Google avoids jury trial in antitrust case with $2.3 million payment to Justice Department

The payment was hand-delivered to the Justice Department and included the full amount of damages as calculated by the Justice Department’s own experts.

Google Google recently managed to avoid a jury trial in its ongoing antitrust case by handing over a cashier’s check for $2,289,751 to the U.S. Department of Justice (DOJ). The check covers damages arising from one of the claims in the lawsuit filed against Google by the DOJ and 18 U.S. states. The lawsuit alleges that Google has a monopoly in the digital advertising market. By paying the damages, Google ensured that the case would be decided by a judge rather than a jury, a strategic move that could help expedite legal proceedings.

The payment was hand-delivered to the Justice Department and included the full amount of damages as calculated by the Justice Department’s own experts. According to Google’s legal team, this decision was made to avoid unnecessary court costs and focus on the core issues of the case. In response, U.S. District Judge Leonie Brinkema ruled in favor of Google, confirming that the payment was sufficient to cover the damages sought by the Justice Department. Judge Brinkema emphasized that the payment put the issue of damages to rest, allowing the case to proceed without the need for a jury trial.

The Justice Department had initially requested a jury trial to argue that damages should be calculated differently, but Google’s payment effectively denied that request. This allowed Google to streamline the litigation process and focus on defending itself against broader allegations of monopolistic practices in the digital advertising market. The case, which began earlier this week, is expected to last another month.

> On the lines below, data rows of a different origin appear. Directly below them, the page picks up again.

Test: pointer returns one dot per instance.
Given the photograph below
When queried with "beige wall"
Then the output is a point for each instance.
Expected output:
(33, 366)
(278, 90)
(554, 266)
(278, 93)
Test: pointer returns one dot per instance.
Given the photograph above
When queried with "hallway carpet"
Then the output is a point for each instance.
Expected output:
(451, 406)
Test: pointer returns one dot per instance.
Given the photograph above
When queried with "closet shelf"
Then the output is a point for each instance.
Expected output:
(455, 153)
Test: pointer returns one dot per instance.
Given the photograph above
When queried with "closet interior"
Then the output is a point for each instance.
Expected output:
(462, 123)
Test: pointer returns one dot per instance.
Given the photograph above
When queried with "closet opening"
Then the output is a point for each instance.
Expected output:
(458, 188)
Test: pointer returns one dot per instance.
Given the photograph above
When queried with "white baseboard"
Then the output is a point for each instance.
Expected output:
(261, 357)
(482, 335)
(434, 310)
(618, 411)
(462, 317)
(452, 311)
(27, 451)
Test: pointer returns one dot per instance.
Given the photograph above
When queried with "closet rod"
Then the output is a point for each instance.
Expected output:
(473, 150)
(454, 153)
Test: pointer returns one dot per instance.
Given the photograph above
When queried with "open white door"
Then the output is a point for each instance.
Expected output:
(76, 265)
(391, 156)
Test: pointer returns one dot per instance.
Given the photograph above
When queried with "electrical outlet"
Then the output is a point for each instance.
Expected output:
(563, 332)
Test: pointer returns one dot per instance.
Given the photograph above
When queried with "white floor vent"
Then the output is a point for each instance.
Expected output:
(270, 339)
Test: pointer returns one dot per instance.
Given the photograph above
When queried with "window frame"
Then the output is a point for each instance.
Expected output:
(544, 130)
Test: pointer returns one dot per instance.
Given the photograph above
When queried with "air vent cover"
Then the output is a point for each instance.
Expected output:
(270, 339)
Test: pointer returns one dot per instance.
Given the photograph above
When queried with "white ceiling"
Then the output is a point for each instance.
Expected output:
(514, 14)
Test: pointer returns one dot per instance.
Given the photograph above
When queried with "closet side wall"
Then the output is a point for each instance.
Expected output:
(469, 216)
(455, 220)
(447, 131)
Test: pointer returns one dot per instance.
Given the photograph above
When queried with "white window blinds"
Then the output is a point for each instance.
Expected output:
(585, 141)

The Justice Department accuses Google of using its dominance in the ad tech industry to stifle competition, crush rivals and trap customers in its ecosystem, ultimately driving up prices.

Google has denied the allegations, arguing that the Justice Department has overstated its power and that it competes fairly in the digital advertising space. If Judge Brinkema rules that Google is an illegal monopoly, the company could face significant consequences, including the possibility of a breakup. The current trial is separate from another recent antitrust case in which Judge Amit Mehta ruled that Google had illegally monopolized the search market.

A Google representative welcomed Judge Brinkema’s decision, saying, “We are pleased that the court has decided that this case will be tried by a judge.” The case represents an important moment in ongoing efforts to regulate major tech companies and address concerns about monopolistic practices in the digital economy.